Esse meme aí tem circulado bastante nas redes sociais nos últimos dias. Tem a galera que entende que “nem todo mundo pode” — e tem a galera que critica as pessoas que desmarcam, não vão aos compromissos ou, simplesmente, se recusam a ir a algum lugar, “inventando uma desculpa qualquer”.

Como ando pensativo e bastante reflexivo sobre a vida (coisa que sempre fui mas que, por vários motivos, tenho feito mais), fiquei lembrando de várias situações, nos últimos meses, em que deixei de comparecer a eventos e compromissos — muitos deles, importantíssimos. Desmarquei, adiei, não fui, atrasei, inventei desculpas. Lembrei de todos os motivos que me fizeram não ir a esses eventos.

Quem me conhece sabe que eu sou enrolado, que eu me atraso, que eu tenho preguiça de fazer várias coisas. Mas mesmo quem me conhece não tem noção de tudo o que rola por aqui.
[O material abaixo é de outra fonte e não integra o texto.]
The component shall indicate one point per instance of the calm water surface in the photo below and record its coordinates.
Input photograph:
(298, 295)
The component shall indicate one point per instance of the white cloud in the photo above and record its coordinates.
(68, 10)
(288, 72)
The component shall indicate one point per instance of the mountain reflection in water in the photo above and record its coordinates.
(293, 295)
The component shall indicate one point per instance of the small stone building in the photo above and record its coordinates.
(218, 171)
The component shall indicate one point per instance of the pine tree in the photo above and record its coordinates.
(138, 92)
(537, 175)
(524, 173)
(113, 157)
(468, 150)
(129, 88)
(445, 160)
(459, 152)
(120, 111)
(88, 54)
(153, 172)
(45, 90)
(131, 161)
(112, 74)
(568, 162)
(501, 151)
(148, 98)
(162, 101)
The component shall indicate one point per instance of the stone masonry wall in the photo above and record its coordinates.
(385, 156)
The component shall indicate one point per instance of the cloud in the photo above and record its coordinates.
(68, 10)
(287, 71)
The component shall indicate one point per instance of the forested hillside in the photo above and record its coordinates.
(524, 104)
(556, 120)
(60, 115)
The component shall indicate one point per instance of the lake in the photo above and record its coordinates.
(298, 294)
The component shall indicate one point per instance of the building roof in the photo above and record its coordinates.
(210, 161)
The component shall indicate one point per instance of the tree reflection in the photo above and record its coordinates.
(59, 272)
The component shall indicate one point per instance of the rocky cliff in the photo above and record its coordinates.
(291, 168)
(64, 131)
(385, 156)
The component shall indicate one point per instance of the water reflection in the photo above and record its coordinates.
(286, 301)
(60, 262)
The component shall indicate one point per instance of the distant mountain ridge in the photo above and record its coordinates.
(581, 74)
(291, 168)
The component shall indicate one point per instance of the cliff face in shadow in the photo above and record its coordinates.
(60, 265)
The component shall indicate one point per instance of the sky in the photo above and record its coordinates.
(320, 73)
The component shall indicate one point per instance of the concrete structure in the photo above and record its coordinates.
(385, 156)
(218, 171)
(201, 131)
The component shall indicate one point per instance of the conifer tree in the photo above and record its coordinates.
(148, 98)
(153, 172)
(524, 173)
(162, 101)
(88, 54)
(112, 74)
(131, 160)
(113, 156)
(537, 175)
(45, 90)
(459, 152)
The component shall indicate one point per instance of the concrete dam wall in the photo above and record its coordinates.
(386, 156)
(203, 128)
Fato é que, entre o “vamo?” e o “vamo!”, existem mais coisas do que imagina a sua vã filosofia. Eu ando cada vez com menos vontade de sair de casa e encarar o mundo. Se eu pudesse, viveria de chats e delivery para conversar com a imensa maioria das pessoas. Infelizmente não posso, e então me forço a sair pra trabalhar, por exemplo, ou para dar uma voltinha na praça com o namorado — prq são coisas que eu não posso me dar ao luxo de abrir mão.

As decepções com a sociedade são tão grandes que a vontade é zero de sair e conviver com outros seres humanos. Conversar. Socializar.
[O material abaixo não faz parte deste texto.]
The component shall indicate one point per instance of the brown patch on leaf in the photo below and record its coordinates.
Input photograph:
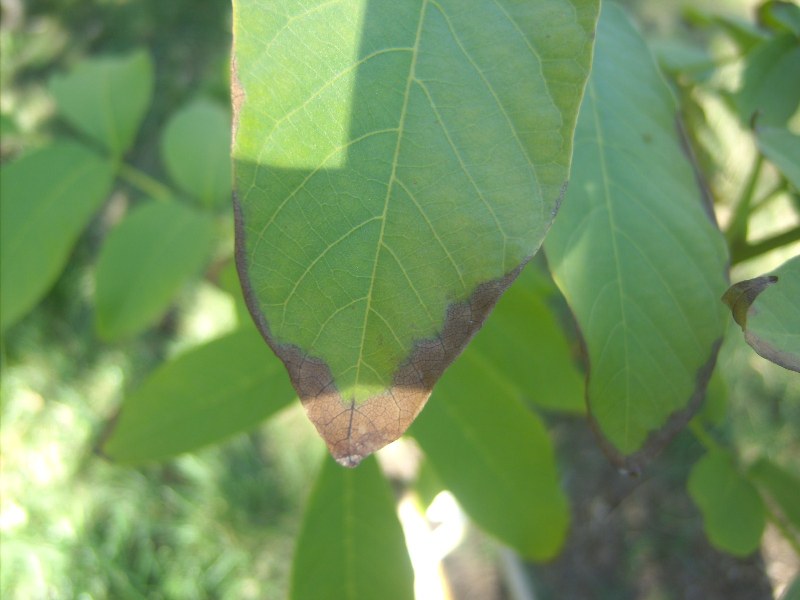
(354, 431)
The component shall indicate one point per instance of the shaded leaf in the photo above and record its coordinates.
(395, 164)
(635, 254)
(767, 310)
(145, 261)
(195, 147)
(47, 198)
(208, 394)
(733, 513)
(351, 544)
(495, 456)
(106, 97)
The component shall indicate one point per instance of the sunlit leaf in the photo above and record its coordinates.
(351, 544)
(47, 198)
(206, 395)
(396, 162)
(641, 263)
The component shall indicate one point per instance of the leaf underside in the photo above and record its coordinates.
(395, 165)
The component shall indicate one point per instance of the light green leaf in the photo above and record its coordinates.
(770, 90)
(196, 151)
(47, 198)
(733, 513)
(145, 261)
(204, 396)
(634, 252)
(351, 545)
(495, 456)
(767, 310)
(106, 97)
(395, 164)
(782, 147)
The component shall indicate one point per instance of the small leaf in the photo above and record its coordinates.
(106, 97)
(767, 310)
(145, 261)
(47, 198)
(351, 544)
(208, 394)
(495, 456)
(733, 512)
(637, 257)
(196, 150)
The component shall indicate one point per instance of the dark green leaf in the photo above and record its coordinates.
(145, 261)
(351, 546)
(206, 395)
(733, 513)
(106, 97)
(47, 198)
(196, 150)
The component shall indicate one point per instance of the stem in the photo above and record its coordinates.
(144, 183)
(744, 251)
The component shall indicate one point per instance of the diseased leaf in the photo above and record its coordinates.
(196, 151)
(106, 97)
(351, 544)
(638, 259)
(495, 456)
(395, 164)
(204, 396)
(733, 513)
(768, 311)
(145, 261)
(47, 198)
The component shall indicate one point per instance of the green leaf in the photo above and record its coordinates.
(205, 395)
(145, 261)
(106, 97)
(770, 90)
(351, 545)
(495, 456)
(395, 164)
(782, 147)
(638, 259)
(767, 310)
(196, 151)
(733, 513)
(47, 198)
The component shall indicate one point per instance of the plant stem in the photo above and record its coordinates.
(743, 251)
(144, 183)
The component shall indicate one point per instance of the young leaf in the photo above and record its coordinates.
(638, 259)
(106, 97)
(351, 544)
(145, 261)
(206, 395)
(733, 513)
(46, 200)
(495, 456)
(196, 150)
(767, 310)
(395, 164)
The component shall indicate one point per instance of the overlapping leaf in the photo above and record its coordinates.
(396, 162)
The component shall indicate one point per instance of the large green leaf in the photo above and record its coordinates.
(639, 260)
(208, 394)
(351, 546)
(733, 513)
(145, 261)
(768, 311)
(495, 456)
(46, 200)
(106, 97)
(196, 151)
(395, 164)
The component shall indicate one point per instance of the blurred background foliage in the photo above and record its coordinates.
(221, 522)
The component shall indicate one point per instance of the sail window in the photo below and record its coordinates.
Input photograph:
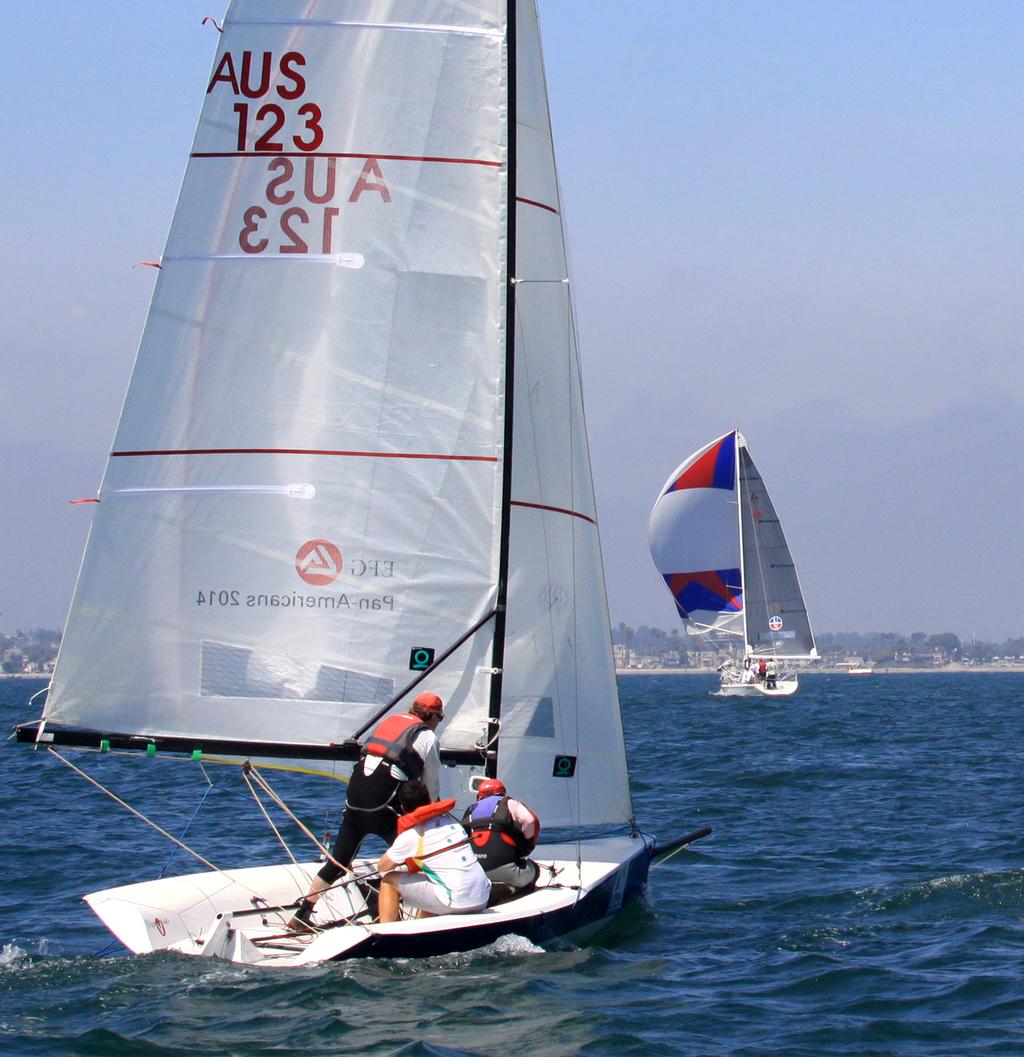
(238, 671)
(527, 718)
“E aí tá tudo bem?” Ninguém quer ouvir “Não” como resposta.

Ninguém quer escutar os seus problemas e, eventualmente, te ajudar a sair do lugar onde você está.

Quando eu não sou uma boa companhia nem pra mim mesmo, não quero ser para os outros. Então assim, se você me chamou pra fazer alguma coisa nos últimos meses e eu não fui, me desculpe, mas saiba que, se foi chato pra você não ter a minha companhia, foi uma luta interna entre o “vou”/”não vou” — onde geralmente o “não vou” ganha, seguida de horas de milhares de pensamentos sobre como eu sou um péssimo amigo/ser humano.

Contei isso pra dizer que: da próxima vez que alguém (e esse alguém pode ser eu) disser “ah, vô não”, pense duas vezes antes de criticar essa pessoa.

Às vezes até dizer “vô não” é difícil.